Solange die 3D-Geometriedaten von Privaten für nichtgewerbliche Zwecke eingesetzt werden, greifen die Schrankenbestimmungen (§ 11 Nr. 1 PatG;   § 40 Nr. 1 GeschmMG) des Patent- beziehungsweise Geschmacksmusterrechtes, und eine Schutzrechtsverletzung durch Nutzung der 3D-Daten zur Herstellung körperlicher Gegenstände scheidet ohnehin aus. Solange von einer späteren Nutzung der Geometriedaten durch Private für nichtgewerbliche Zwecke ausgegangen wird, scheint eine Gefährdung eines Geschmacksmusterschutzes durch Scannen und Distributieren von entsprechenden Geometriedaten kaum justiziabel zu sein, denn es gibt keinen per Gesetz geschaffenen Tatbestand der mittelbaren Geschmacksmusterverletzung. Anders könnte es selbst bei privaten, nicht gewerblichen Szenarien im Patentrecht aussehen, denn für den Tatbestand einer mittelbaren Patentverletzung ist es nicht erforderlich, dass eine auf den Umgang mit den [wesentlichen] Mitteln kausal folgende unmittelbare Patentverletzung tatsächlich stattfindet; die mittelbare Patentverletzung zielt auf einen abstrakten Patentgefährdungstatbestand. Aber, wie oben diskutiert, hängt die Beantwortung der Frage, ob eine mittelbare Patentverletzung im Zusammenhang mit der Distribution von 3D-Geometriedaten in Betracht kommt, viel an der Frage, ob die wesentlichen Mittel stets als körperlicher Gegenstand aufgefaßt werden müssen.

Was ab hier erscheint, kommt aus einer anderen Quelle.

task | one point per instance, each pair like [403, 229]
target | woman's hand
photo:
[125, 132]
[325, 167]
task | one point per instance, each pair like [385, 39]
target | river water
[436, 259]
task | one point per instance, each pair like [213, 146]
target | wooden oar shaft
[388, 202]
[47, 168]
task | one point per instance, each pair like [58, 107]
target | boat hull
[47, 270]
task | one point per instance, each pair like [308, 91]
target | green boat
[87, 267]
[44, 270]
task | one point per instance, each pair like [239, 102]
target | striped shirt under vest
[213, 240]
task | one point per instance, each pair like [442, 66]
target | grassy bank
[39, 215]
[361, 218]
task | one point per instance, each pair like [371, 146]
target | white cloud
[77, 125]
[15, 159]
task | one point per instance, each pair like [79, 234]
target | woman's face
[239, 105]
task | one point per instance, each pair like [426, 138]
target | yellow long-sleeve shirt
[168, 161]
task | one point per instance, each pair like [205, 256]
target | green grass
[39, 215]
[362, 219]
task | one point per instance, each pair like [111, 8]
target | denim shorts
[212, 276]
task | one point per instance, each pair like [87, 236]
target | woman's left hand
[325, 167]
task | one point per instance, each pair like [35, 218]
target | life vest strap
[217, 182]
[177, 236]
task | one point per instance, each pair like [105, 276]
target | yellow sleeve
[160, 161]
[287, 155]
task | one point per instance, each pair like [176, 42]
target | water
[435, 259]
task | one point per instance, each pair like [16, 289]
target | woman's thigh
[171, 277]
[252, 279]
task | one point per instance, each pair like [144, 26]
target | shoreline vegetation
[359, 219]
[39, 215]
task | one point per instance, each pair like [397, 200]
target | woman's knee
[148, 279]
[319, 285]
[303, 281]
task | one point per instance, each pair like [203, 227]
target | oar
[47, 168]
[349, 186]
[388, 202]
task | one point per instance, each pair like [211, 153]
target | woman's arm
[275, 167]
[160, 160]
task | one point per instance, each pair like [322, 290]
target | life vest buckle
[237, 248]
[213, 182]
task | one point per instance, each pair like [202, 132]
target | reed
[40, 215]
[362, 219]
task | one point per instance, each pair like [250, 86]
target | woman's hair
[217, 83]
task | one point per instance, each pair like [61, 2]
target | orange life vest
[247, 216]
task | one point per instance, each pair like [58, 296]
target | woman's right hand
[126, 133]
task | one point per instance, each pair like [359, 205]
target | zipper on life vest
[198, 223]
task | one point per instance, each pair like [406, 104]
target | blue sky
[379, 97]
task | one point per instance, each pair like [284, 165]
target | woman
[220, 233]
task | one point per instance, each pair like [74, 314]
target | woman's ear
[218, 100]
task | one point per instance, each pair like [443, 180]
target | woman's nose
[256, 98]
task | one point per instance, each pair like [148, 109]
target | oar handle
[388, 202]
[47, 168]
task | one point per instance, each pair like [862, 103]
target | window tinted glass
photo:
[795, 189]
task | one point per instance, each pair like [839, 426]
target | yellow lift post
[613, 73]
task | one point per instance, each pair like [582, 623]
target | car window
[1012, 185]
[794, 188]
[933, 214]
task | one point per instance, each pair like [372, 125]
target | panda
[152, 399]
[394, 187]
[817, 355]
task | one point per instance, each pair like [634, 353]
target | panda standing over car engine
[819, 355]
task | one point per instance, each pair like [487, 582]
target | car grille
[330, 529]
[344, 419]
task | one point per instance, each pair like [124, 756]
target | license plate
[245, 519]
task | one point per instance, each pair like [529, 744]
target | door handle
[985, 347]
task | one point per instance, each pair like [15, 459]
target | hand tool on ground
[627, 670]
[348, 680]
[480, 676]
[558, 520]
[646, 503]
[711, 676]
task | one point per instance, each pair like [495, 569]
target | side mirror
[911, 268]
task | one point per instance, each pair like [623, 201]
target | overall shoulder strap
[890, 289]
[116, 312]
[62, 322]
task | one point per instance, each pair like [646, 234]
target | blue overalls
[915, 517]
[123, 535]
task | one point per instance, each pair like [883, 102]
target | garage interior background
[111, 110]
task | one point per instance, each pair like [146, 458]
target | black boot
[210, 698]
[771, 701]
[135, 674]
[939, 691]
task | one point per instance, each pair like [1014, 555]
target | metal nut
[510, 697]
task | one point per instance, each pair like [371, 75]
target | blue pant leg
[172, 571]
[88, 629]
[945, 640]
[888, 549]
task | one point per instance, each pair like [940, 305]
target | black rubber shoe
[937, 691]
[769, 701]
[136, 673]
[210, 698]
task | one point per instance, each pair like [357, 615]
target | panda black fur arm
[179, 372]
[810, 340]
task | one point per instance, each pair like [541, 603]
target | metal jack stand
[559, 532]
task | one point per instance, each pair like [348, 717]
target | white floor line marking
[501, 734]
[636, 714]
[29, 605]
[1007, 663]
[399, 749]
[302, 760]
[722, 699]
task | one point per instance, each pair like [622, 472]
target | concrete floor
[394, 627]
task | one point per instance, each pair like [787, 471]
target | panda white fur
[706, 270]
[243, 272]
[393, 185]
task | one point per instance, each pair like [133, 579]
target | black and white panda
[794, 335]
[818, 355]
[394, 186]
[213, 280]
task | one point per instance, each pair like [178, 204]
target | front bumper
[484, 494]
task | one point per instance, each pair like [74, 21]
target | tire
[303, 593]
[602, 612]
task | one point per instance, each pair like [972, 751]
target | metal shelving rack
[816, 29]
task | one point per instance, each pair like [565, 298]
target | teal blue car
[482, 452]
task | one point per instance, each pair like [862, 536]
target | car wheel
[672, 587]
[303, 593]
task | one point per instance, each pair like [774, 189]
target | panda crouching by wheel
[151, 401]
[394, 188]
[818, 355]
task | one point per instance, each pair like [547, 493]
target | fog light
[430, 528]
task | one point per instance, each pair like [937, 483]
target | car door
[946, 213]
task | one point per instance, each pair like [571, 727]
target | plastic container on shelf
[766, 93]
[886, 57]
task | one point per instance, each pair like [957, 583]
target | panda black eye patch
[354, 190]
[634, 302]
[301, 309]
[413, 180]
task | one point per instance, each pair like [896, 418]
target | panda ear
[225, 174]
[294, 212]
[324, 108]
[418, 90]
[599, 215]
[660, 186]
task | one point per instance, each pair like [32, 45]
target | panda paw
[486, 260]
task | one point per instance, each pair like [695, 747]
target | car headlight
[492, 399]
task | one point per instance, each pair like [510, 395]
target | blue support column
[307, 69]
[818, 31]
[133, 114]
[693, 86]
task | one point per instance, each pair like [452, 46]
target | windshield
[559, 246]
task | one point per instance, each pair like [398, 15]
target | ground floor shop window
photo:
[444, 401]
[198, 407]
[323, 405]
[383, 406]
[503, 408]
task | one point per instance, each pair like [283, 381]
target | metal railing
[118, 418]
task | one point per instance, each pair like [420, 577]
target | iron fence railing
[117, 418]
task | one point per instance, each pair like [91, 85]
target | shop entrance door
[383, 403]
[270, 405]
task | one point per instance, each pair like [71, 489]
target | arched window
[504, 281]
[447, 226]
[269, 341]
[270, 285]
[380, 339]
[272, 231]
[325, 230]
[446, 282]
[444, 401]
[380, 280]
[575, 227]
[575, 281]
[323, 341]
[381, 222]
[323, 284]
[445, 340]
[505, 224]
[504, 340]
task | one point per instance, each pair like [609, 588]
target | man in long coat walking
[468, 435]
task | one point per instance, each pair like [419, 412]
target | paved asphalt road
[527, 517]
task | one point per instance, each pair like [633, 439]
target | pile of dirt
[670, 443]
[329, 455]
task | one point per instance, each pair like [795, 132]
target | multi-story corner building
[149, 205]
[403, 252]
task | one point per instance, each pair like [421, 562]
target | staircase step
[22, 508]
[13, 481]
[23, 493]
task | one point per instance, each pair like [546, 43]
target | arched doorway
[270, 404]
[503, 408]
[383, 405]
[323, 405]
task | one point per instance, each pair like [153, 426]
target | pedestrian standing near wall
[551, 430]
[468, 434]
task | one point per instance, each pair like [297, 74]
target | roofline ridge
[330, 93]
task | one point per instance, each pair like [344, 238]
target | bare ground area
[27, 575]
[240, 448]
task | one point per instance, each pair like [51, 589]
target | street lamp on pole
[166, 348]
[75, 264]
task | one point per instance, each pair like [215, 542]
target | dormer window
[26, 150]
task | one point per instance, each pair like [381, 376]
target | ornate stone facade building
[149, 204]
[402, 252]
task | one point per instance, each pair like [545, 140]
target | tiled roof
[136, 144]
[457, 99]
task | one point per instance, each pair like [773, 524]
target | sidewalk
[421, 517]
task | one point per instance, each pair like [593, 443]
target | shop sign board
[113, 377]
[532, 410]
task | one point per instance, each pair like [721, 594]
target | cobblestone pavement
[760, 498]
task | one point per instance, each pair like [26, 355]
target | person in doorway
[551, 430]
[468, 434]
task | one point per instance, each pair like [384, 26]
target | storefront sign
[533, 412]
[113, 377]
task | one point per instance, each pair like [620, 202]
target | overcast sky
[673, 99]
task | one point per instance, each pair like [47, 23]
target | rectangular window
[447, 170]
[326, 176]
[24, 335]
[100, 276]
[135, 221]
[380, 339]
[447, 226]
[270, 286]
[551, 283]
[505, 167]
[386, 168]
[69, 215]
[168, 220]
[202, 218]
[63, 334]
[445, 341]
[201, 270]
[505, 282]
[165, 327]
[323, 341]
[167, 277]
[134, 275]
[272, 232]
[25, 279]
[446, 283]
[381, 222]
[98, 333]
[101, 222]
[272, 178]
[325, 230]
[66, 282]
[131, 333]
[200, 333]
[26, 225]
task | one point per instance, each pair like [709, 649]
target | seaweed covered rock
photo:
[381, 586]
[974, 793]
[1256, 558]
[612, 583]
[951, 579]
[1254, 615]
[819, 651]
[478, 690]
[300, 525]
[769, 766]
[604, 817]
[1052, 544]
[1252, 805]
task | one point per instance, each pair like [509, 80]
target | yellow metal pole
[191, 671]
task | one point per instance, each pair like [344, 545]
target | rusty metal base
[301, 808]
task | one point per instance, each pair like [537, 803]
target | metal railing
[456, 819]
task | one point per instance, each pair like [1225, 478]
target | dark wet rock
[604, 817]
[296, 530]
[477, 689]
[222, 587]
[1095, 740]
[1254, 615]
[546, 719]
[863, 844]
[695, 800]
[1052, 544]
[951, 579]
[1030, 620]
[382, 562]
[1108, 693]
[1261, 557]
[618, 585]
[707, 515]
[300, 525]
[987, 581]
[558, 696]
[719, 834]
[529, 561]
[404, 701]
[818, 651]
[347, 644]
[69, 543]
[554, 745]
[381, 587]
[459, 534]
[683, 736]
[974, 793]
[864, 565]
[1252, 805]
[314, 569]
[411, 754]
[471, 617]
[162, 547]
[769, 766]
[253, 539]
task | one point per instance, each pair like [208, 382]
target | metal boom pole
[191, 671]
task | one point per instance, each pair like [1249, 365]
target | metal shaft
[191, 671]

Falls das Bereitstellen von per Crowdsourcing eingescannten 3D-Daten von Unternehmen zukünftig einmal als Problem angesehen werden sollte, muss man wohl vor allem damit rechnen, dass im Vorfeld konkreter nicht-privater und gewerblicher Verletzungshandlungen mit der Erstbegehungsgefahr argumentiert und im Hinblick auf die Nutzer dieser Daten ein patent- beziehungsweise geschmacksmusterrechtlicher Unterlassungsanspruch geltend gemacht wird. Das Gespenst der Störerhaftung wird dann – wie auch jetzt schon im Urheberrechtsbereich – bei den ISPs, auf deren Infrastruktur Datenbanken mit 3D-Daten gehostet werden,  am Horizont auftauchen. Die derzeitige Unklarheit der Rechtslage wird daher möglicherweise das Entstehen von solchen 3D-Geometriedatenbanken behindern, auch wenn noch völlig offen ist, wie die höchtrichterliche Rechtsprechung die Sachlage am Ende beurteilen wird.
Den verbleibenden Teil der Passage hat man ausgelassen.